Stability AI Releases Stable Diffusion XL 1.0

AI startup Stability AI continues to improve its generative models in the face of growing competition and ethical concerns.

The company today announced the release of Stable Diffusion XL 1.0, a text-to-image model that the company calls “the most advanced” to date. Available open-source on GitHub, as an API, and in consumer apps ClipDrop and DreamStudio, Stable Diffusion XL 1.0 delivers “brighter” and “accurate” colors, as well as better contrast, shadows, and lighting, compared to its predecessor, claims stability.

In an interview with TechCrunch, Joe Penna, head of applied machine learning at Stability AI, noted that the Stable Diffusion XL 1.0 model, which contains 3.5 billion parameters, allows you to get full-fledged 1 megapixel images “in seconds.” “Parameters” are parts of the model obtained from training data and, in fact, determine the skill of the model in solving a particular task, in this case, generating images.

The previous generation Stable Diffusion model, the Stable Diffusion XL 0.9, could also generate higher resolution images, but required more processing power.

“The Stable Diffusion XL 1.0 is a customizable model, ready to fine-tune concepts and styles,” says Penna. “It’s also easier to use and capable of building complex designs with basic natural language processing-based hints.”

In addition, Stable Diffusion XL 1.0 has been improved in the field of text generation. Many of the best text-to-image models struggle to generate images with legible logos, let alone calligraphy or fonts, Penna says, but Stable Diffusion XL 1.0 is able to generate “advanced” text and keep it legible.

Stable Diffusion XL 1.0 supports inpainting (restoring missing parts of an image), outpainting (expanding existing images), and “image-to-image” hinting—that is, the user can enter an image and add multiple text hints to create more detailed variations of that image. In addition, the model understands complex multicomponent instructions presented as short prompts, while previous Stable Diffusion models required longer text prompts .

“We hope that with the release of this much more powerful open source model, not only will image resolution be quadrupled, but improvements will also occur that will greatly benefit all users,” he added.

However, as with previous versions of Stable Diffusion, this model raises difficult moral questions.

The open source version of Stable Diffusion XL 1.0 could theoretically be used by attackers to create toxic or harmful content, such as unauthorized deepfakes.
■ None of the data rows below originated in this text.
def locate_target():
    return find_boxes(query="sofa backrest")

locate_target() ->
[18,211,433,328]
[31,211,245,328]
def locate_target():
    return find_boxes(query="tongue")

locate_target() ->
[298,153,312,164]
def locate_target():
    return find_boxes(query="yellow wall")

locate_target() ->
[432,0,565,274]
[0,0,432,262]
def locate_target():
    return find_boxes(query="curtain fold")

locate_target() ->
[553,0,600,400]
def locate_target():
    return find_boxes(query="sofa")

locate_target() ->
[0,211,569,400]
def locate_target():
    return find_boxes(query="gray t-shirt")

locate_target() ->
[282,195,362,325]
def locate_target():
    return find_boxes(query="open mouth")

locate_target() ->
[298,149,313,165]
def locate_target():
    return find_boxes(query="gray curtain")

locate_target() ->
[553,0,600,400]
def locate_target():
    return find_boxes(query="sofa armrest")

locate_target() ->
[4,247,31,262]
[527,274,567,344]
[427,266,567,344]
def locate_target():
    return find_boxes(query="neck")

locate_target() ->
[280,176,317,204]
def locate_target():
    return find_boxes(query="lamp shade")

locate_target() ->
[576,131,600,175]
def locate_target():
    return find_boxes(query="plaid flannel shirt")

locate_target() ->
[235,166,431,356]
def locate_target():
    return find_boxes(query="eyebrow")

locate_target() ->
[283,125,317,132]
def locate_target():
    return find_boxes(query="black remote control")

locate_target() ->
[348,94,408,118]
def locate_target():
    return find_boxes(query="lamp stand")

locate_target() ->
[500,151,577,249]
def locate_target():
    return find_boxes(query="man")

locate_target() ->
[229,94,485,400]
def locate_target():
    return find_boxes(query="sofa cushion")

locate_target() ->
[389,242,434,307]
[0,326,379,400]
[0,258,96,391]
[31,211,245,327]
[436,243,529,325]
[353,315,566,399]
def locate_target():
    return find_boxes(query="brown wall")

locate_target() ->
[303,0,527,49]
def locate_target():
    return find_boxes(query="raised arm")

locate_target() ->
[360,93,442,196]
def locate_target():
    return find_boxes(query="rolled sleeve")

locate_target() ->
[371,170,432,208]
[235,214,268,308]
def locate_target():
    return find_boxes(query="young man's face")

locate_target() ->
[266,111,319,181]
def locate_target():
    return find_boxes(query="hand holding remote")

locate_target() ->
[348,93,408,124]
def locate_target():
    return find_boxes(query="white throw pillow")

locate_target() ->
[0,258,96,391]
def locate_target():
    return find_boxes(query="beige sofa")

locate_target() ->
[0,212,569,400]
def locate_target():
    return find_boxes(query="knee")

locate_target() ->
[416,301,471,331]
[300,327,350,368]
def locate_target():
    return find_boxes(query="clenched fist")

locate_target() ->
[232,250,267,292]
This is partly due to the data that was used to train her: millions of images from the internet.

Countless tutorials demonstrate how to use native Stability AI tools, including DreamStudio, the open source front-end for Stable Diffusion, to create deepfakes . Countless other examples show how to fine-tune the basic Stable Diffusion models to create pornography.

Penna does not deny that abuse is possible – and admits that the model also contains certain errors. However, he added that Stability AI has taken “additional steps” to reduce harmful content by filtering the model’s training data for “unsafe” images, issuing new warnings related to problematic clues, and blocking as many individual problematic terms as possible in the tool.

Coinciding with the release of Stable Diffusion XL 1.0, Stability AI is releasing a beta version of its API’s fine-tuning feature, which will allow users to use as few as five images to “specialize” generation on specific people, products, and more. The company is also bringing Stable Diffusion XL 1.0 to Bedrock, Amazon’s cloud platform for hosting generative AI models, expanding its previously announced collaboration with AWS.

The forging of partnerships and expansion of opportunities comes amid a lull in Stability’s commercial endeavors, which is facing stiff competition from OpenAI, Midjourney and others. In April, Semafor reported that Stability AI, which has raised more than $100 million in venture capital to date, was suffering from a cash crunch, prompting the closing of a $25 million convertible bond issue in June and a search for executives. to increase sales.

“The latest SDXL model represents the next step in Stability AI’s innovative legacy and ability to bring the most advanced open models to market for the AI ​​community,” Stability AI CEO Emad Mostak said in a press release. “The introduction of version 1.0 on the Amazon Bedrock platform demonstrates our strong commitment to working with AWS to provide the best solutions for developers and our customers.”